Please, be Chalant
It ain't easy
Words by
John Maitland
Published on
Sep 18, 2025
From the time we’re kids, there’s a schoolyard lesson that seeps in quietly: it’s cool not to care. We’re taught early that detachment protects us— from scraped knees, rejection, embarrassment. The world applauds a good shrug. What begins as self-defense becomes habit. The “too-cool-for-school” act starts as a costume and ends as a way of being.
Then came social media, which put a ring light on the performance. Whole aesthetics formed around being unbothered. Caring became cringe. Earnestness turned into something you apologized for. Detachment started to feel like currency.
For a long time I thought that was my superpower. Keeping distance helped me observe, until those observations hardened into judgment, and judgment into a wall. What I called perspective was really insulation. Somewhere along the line, aloofness stopped feeling cool and started feeling cold.
The reality is simple, though it took me years to learn it: caring is the most important thing we can do. Distance doesn’t protect you; it only blurs everything you love. Caring brings the world back into focus. It connects you to the grain of life—the real texture of being alive.
When you care, you notice. How food tastes when you cook it for someone else. How a stranger’s story rearranges your sense of scale. How a small act of kindness can break the static of a day. That kind of attention isn’t sentimental; it’s just accurate. Caring is the only way to see the world clearly. Everything else is noise.
Caring doesn’t make life softer. It makes it sturdier. Every structure we build: a home, a friendship, a workplace, a country, relies on people who still give a damn.
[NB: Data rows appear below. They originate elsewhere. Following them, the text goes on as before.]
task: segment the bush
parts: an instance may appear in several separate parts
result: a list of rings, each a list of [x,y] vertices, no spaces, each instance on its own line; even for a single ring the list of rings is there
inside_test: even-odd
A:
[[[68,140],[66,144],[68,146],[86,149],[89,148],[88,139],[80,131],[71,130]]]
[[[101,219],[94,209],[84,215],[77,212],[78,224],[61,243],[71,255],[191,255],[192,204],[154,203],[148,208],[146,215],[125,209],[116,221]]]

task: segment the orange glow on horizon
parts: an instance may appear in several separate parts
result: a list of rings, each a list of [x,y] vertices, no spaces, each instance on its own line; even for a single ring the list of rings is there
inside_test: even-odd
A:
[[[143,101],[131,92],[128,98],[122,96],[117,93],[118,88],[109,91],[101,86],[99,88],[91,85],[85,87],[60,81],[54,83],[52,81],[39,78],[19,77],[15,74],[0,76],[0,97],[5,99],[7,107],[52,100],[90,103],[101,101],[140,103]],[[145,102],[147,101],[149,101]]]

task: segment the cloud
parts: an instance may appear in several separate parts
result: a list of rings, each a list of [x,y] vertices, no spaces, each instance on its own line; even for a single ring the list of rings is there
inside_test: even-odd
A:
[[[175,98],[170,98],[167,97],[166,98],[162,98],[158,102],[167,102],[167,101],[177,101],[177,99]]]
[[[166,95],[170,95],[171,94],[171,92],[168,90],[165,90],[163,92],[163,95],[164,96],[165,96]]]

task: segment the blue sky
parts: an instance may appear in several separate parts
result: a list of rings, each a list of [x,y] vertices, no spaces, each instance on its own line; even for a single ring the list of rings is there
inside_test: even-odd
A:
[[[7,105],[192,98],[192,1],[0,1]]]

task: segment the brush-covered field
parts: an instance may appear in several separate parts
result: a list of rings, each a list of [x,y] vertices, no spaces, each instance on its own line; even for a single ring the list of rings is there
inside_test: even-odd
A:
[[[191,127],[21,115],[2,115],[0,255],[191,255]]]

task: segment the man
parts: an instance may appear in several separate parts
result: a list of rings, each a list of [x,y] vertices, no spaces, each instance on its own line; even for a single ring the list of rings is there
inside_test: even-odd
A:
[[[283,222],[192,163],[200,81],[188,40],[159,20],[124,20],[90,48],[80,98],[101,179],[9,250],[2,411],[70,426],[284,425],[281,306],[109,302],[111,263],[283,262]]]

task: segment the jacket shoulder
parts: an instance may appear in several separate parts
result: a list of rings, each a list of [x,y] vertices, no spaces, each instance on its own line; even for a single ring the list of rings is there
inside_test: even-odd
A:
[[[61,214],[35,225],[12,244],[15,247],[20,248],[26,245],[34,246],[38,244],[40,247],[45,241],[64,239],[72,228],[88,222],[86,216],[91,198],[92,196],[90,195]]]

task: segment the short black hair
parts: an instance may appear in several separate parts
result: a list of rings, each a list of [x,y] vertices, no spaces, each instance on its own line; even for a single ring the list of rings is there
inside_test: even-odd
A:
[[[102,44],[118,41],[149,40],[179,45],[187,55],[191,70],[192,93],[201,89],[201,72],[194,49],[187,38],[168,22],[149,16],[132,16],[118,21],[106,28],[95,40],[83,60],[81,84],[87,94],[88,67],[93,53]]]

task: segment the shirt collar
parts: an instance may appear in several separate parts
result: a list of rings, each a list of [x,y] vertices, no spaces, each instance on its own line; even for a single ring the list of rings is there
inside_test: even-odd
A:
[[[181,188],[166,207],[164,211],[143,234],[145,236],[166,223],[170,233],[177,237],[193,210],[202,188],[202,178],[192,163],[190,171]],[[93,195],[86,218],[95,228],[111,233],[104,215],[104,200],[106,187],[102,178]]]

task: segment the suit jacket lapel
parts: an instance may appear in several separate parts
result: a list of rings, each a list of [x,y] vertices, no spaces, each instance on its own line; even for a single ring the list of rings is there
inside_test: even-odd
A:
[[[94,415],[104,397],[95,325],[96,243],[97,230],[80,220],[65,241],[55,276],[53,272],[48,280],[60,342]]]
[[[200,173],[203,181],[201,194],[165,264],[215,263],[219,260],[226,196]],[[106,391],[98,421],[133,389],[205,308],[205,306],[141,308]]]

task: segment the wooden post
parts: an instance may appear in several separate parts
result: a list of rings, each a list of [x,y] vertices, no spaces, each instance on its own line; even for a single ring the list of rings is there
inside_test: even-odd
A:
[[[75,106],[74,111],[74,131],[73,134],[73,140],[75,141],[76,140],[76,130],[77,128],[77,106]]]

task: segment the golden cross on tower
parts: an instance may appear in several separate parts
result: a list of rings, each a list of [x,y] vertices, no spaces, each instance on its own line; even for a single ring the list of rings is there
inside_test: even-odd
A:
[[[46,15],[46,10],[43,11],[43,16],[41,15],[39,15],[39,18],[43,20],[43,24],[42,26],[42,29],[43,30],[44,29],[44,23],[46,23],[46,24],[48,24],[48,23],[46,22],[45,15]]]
When care leaves the room, corners get cut and motives twist. What was once collaboration becomes competition; what was once trust becomes a checklist.
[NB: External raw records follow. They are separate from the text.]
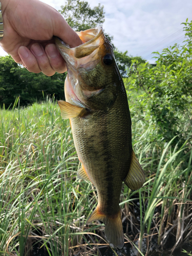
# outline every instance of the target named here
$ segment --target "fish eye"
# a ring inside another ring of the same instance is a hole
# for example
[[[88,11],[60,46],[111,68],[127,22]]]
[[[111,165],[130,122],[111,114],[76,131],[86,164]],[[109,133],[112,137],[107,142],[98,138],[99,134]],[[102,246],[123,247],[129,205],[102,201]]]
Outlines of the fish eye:
[[[107,53],[103,58],[104,64],[107,66],[111,65],[113,62],[113,57],[110,53]]]

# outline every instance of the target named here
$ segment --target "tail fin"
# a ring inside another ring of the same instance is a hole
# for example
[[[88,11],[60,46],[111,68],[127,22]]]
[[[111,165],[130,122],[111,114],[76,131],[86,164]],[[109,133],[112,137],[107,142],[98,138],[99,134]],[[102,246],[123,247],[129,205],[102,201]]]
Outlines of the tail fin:
[[[108,216],[99,211],[97,207],[93,211],[87,223],[93,221],[102,221],[105,226],[104,233],[106,240],[112,247],[123,248],[124,245],[124,234],[122,225],[121,212],[113,216]]]

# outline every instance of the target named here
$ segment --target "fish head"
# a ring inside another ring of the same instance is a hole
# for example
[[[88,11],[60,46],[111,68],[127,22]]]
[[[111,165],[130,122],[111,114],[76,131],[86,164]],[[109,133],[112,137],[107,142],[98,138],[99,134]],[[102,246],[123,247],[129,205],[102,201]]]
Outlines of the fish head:
[[[109,110],[117,96],[120,75],[113,47],[101,27],[76,32],[83,44],[70,48],[58,38],[56,45],[68,69],[67,100],[91,109]]]

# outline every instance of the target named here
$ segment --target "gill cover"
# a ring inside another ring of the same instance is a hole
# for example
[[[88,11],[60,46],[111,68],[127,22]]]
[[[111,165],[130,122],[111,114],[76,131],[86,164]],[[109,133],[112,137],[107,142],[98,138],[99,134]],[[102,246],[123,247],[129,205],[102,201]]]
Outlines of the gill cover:
[[[68,87],[71,88],[68,91],[75,95],[77,101],[90,109],[108,111],[114,105],[118,90],[119,73],[112,46],[101,27],[77,33],[83,44],[74,48],[55,38],[66,62]]]

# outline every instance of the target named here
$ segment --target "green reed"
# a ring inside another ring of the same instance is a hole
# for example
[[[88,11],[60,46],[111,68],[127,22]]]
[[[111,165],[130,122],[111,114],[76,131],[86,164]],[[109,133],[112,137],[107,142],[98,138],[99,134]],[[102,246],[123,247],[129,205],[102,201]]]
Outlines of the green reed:
[[[79,163],[69,121],[62,120],[54,101],[24,109],[16,108],[18,103],[0,110],[1,254],[29,255],[37,244],[49,255],[100,255],[101,245],[108,246],[103,225],[85,225],[97,205],[96,190],[77,178]],[[150,142],[153,126],[133,123],[146,182],[136,191],[124,186],[120,204],[125,244],[142,255],[153,236],[163,245],[174,233],[177,246],[191,233],[192,151],[189,137],[179,147],[173,147],[174,138],[167,145]]]

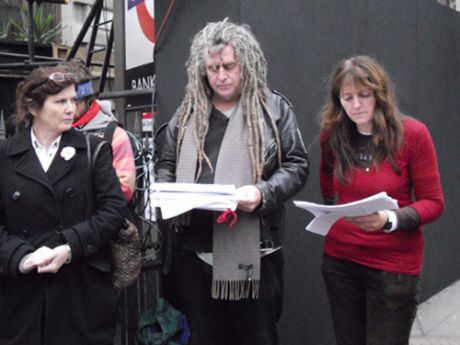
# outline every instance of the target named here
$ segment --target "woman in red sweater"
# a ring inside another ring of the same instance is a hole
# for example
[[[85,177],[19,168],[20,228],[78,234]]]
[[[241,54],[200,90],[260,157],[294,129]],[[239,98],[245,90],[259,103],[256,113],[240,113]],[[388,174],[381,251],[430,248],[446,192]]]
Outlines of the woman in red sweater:
[[[408,344],[419,300],[421,226],[444,208],[430,133],[400,113],[387,73],[368,56],[335,68],[320,118],[325,202],[385,191],[400,207],[340,219],[326,236],[322,272],[337,344]]]

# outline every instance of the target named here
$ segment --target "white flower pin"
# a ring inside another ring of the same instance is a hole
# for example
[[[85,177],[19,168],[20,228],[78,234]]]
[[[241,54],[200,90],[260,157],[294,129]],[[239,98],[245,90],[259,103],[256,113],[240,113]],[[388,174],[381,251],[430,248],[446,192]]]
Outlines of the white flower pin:
[[[75,156],[75,152],[76,152],[75,147],[66,146],[61,151],[61,157],[64,158],[66,161],[68,161],[73,156]]]

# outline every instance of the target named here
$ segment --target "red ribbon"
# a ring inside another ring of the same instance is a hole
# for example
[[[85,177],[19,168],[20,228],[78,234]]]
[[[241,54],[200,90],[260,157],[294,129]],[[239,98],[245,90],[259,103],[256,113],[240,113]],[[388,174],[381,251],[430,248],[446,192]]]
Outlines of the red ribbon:
[[[236,212],[228,209],[222,212],[219,215],[219,217],[217,217],[217,224],[223,224],[223,223],[229,222],[228,228],[231,229],[236,224],[237,220],[238,220],[238,215],[236,214]]]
Apathy isn’t neutral. It’s decay. It lets rot set in quietly until the foundation gives. Care is the maintenance we forget to schedule, the oil change light that keeps nagging us on our dashboard.
No one can care all the time. Apathy seeps in for a reason; it lets us rest. The trick is noticing when rest turns to retreat. Too much apathy drains the color out of living; too much empathy burns you down to ash. Caring isn’t endurance—it’s balance. The rhythm of feeling, pausing, then feeling again.
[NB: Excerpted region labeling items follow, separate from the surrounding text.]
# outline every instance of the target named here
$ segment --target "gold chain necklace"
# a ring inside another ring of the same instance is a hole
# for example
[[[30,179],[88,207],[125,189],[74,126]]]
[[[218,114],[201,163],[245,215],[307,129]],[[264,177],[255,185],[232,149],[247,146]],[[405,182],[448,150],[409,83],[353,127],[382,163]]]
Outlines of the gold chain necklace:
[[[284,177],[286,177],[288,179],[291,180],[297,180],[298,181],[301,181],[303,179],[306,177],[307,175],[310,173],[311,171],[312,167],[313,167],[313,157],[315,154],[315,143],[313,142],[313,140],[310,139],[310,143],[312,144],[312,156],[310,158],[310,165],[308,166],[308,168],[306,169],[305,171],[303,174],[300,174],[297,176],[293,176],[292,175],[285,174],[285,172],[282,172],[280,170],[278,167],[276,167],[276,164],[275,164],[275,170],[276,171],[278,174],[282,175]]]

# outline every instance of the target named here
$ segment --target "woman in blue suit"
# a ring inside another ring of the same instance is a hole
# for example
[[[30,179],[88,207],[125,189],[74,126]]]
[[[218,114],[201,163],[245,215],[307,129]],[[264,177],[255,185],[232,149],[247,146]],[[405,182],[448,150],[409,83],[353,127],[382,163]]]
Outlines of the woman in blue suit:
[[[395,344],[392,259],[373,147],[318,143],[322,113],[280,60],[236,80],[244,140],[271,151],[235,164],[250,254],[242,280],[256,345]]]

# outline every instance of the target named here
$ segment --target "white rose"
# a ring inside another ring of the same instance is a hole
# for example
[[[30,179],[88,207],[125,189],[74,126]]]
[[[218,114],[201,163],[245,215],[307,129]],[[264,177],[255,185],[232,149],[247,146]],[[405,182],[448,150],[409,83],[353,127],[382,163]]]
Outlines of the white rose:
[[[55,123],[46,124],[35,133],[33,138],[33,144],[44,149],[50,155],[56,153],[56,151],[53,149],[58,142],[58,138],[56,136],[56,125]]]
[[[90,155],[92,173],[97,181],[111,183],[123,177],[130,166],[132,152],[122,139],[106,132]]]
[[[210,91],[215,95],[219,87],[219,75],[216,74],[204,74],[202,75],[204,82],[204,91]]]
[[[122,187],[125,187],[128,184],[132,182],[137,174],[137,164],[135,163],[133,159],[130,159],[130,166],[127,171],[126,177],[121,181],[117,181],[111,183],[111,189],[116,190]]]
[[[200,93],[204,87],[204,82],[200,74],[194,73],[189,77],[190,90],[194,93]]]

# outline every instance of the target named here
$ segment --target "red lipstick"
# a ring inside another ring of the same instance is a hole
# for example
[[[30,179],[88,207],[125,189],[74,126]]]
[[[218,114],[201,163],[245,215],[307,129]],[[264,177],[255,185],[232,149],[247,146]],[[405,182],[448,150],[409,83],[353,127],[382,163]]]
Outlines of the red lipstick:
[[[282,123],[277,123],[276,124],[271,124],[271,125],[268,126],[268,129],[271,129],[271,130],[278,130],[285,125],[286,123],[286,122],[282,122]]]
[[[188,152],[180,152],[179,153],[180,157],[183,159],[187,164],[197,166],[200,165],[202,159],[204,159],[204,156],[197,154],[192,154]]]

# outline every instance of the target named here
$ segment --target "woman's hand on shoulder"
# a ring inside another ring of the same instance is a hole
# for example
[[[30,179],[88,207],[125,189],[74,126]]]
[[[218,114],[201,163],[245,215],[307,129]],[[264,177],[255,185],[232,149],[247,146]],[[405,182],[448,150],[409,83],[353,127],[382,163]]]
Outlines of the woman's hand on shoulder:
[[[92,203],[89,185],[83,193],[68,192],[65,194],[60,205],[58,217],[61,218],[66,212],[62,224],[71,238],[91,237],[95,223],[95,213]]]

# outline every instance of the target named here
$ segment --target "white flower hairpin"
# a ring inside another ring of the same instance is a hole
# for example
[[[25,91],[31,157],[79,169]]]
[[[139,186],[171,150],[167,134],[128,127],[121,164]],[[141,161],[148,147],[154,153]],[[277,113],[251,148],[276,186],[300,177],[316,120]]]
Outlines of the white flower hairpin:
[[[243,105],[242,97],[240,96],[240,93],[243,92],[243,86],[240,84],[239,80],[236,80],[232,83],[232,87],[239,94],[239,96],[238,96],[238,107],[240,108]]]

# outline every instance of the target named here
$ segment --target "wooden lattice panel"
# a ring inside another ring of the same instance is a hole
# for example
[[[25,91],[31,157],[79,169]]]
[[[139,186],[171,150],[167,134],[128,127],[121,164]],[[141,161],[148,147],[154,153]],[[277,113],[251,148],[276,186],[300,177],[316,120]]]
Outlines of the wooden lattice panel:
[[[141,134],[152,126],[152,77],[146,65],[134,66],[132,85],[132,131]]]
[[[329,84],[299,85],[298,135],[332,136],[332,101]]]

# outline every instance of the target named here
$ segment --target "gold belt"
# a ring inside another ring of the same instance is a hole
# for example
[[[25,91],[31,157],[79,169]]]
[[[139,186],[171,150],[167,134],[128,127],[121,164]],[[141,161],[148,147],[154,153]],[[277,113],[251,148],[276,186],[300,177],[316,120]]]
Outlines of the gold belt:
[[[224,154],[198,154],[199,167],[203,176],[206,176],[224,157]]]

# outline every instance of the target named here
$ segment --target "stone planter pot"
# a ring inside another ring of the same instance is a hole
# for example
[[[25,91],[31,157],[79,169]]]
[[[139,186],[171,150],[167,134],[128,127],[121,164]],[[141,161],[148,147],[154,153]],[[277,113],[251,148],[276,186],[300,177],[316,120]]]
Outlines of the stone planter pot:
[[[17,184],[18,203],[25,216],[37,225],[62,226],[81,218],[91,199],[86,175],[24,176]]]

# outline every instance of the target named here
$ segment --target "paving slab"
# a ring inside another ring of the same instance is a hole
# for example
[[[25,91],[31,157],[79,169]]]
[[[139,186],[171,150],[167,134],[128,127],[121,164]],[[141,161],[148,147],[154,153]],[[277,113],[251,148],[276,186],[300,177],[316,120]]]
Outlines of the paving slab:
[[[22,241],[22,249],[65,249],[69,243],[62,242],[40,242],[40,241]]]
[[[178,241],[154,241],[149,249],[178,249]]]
There’s a reason people stop caring. Attention is a hungry thing. Capitalism turns it into currency and exhaustion into a badge of honor. Under that kind of pressure, detachment starts to look like survival.
Pulling back can be healthy. Sometimes it’s the only way to stay afloat. But caring was never the enemy of rest; it’s the reason to rest. It reminds us why recovery matters.
Caring isn’t about shareholder value. It’s about self-worth—the belief that our attention matters and that empathy is power, not weakness. Healthy detachment lets us breathe; chronic detachment makes us ghosts. Without care, the system wins. With it, we remember that the point was never efficiency. It was connection.
Caring changes the texture of work and life. It makes the job less job-y. When you care, you bring your whole self—the curious parts, the tired parts, the ones that still believe things can be better. Collaboration becomes mutual care in motion.
Caring for one another is radical in a time that celebrates apathy. It’s not loud; it’s the quiet act of paying attention. We live in a world trying to automate the human out of everything. I can ask ChatGPT to finish my sentence, but it will never be my friend. You might be.
Relationships and care are what make all of this worth doing. They turn effort into meaning and remind us that behind every task and system, there’s still a pulse trying to be felt.
So yes, caring is cool. Not because it looks good. Because it feels like being human.
—
I still struggle with this, if I’m honest. It isn’t something I’ve solved or turned into a strength. I disassociate when I’m overwhelmed, usually when I start worrying what other people might think. I’ve spent most of my life trying to seem normal enough to belong and interesting enough to be liked, and that tension wears thin. When I sense judgment coming, I retreat into the quiet parts of my mind and call it observation. I’ve built a life around noticing things, but noticing is not the same as feeling. Staying connected to work, to people, to myself takes practice. Some days I get it right. Most days I vanish into the noise and call it rest. Caring, for me, is not a natural state but a choice I have to keep making, one that reminds me that presence is a discipline, not a default.